Plated Brown Butter Coffee Toffee Cookies
Prep
15 mins
🍳
Cook
10 mins
Total
25 mins
🍽
Serves
24 cookies

Ingredients

Main Ingredients

  • All-purpose flour
  • Brewed coffee
  • Unsalted butter
  • Brown sugar
  • Granulated sugar
  • Eggs
  • Vanilla extract
  • Baking soda
  • Salt
  • Toffee bits
  • Sea salt

Seasonings

  • Coffee
  • Toffee
  • Sea salt
  • Vanilla

Optional Toppings

  • Chocolate chips
  • Nuts

Instructions

  1. Step 1: Preheat your oven to 375°F (190°C) and line a baking sheet with parchment paper.
  2. Step 2: In a large bowl, whisk together the flour, baking soda, and salt. Set aside.
  3. Step 3: In a medium saucepan, melt the butter over medium heat. Cook, stirring occasionally, until the butter turns brown and gives off a nutty aroma, about 5-7 minutes.
  4. Step 4: Remove the saucepan from the heat and stir in the sugars, coffee, and vanilla extract. Let the mixture cool for 5 minutes.
  5. Step 5: Add the eggs to the cooled butter mixture, one at a time, beating well after each addition.
  6. Step 6: Gradually add the flour mixture to the butter mixture, mixing just until combined. Stir in the toffee bits.
  7. Step 7: Drop rounded tablespoons of dough onto the prepared baking sheet, leaving about 2 inches between each cookie.
  8. Step 8: Bake for 9-11 minutes, or until the edges are golden brown and the centers are set. Sprinkle with sea salt immediately after removing from the oven.
  9. Step 9: Let the cookies cool on the baking sheet for 5 minutes, then transfer to a wire rack to cool completely.

Notes

  • Chef tip: For a deeper coffee flavor, use espresso powder instead of brewed coffee.
  • Best substitution: You can substitute the toffee bits with an equal amount of chopped nuts or chocolate chips.
  • Make-ahead: The dough can be made ahead and refrigerated for up to 3 days. Let it sit at room temperature for 10-15 minutes before baking.
  • Scaling: This recipe can be easily doubled or halved to suit your needs.
  • Troubleshooting: If your cookies are spreading too much, chill the dough for 30 minutes before baking.
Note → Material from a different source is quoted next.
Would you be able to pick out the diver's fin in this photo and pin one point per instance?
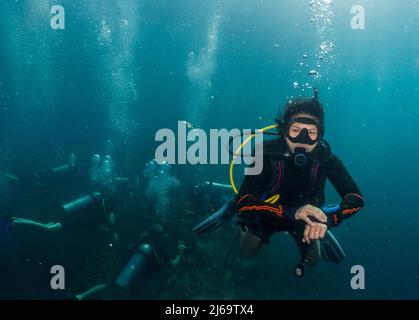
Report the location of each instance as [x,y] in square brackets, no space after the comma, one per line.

If they're not spreading enough, let the dough sit at room temperature for 10-15 minutes before baking.

Storage

  • Fridge: Store in an airtight container at room temperature for up to 5 days.
  • Freezer: Freeze baked cookies in a single layer on a baking sheet, then transfer to an airtight container and freeze for up to 3 months. Thaw at room temperature before serving.
  • Oven reheat: Reheat in a 350°F (175°C) oven for 5-7 minutes or until warmed through.
  • Microwave reheat: Reheat in the microwave for 10-15 seconds or until warmed through. Be careful not to overheat, as this can make the cookies tough.
  • Make ahead: The dough can be made ahead and refrigerated for up to 3 days. Let it sit at room temperature for 10-15 minutes before baking.

Nutrition Per Serving

  • Calories: 120
  • Protein: 1g
  • Fat: 6g
  • Carbs: 15g
  • Fiber: 0g
  • Sugar: 8g
  • Sodium: 100mg
  • Cholesterol: 20mg
  • Sat. Fat: 3.5g

Nutritional values are estimates only. Actual values may vary by brand and portion size.
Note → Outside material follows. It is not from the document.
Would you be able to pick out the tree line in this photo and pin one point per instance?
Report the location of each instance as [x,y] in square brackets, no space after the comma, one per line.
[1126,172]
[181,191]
Crispy Brown Butter Coffee Toffee Cookies with Sea Salt Topping FAQs

Can I make these cookies ahead?

Yes, the dough can be made ahead and refrigerated for up to 3 days. Let it sit at room temperature for 10-15 minutes before baking.

Why did my cookies turn out dry?

This could be due to overbaking or not using enough butter. Make sure to keep an eye on the cookies and use the recommended amount of butter.
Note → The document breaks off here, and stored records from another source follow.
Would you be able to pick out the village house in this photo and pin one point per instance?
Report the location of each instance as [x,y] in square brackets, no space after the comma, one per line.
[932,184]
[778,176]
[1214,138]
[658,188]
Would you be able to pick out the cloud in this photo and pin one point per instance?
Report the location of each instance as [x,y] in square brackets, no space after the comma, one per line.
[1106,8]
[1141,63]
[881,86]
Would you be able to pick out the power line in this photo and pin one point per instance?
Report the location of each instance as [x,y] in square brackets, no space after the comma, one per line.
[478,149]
Can I freeze these cookies?

Yes, freeze baked cookies in a single layer on a baking sheet, then transfer to an airtight container and freeze for up to 3 months. Thaw at room temperature before serving.

Can I make these cookies in the air fryer?

While you can try, the air fryer may not provide the same even baking as an oven. It's best to stick with the oven for this recipe.

What is the best substitute for toffee bits?

You can substitute the toffee bits with an equal amount of chopped nuts or chocolate chips.

A Warm Final Note

I can’t wait for you to try Crispy Brown Butter Coffee Toffee Cookies with Sea Salt Topping and see how effortlessly it comes together. When you make it, pop back here and leave a rating or share how it turned out — I love hearing from you!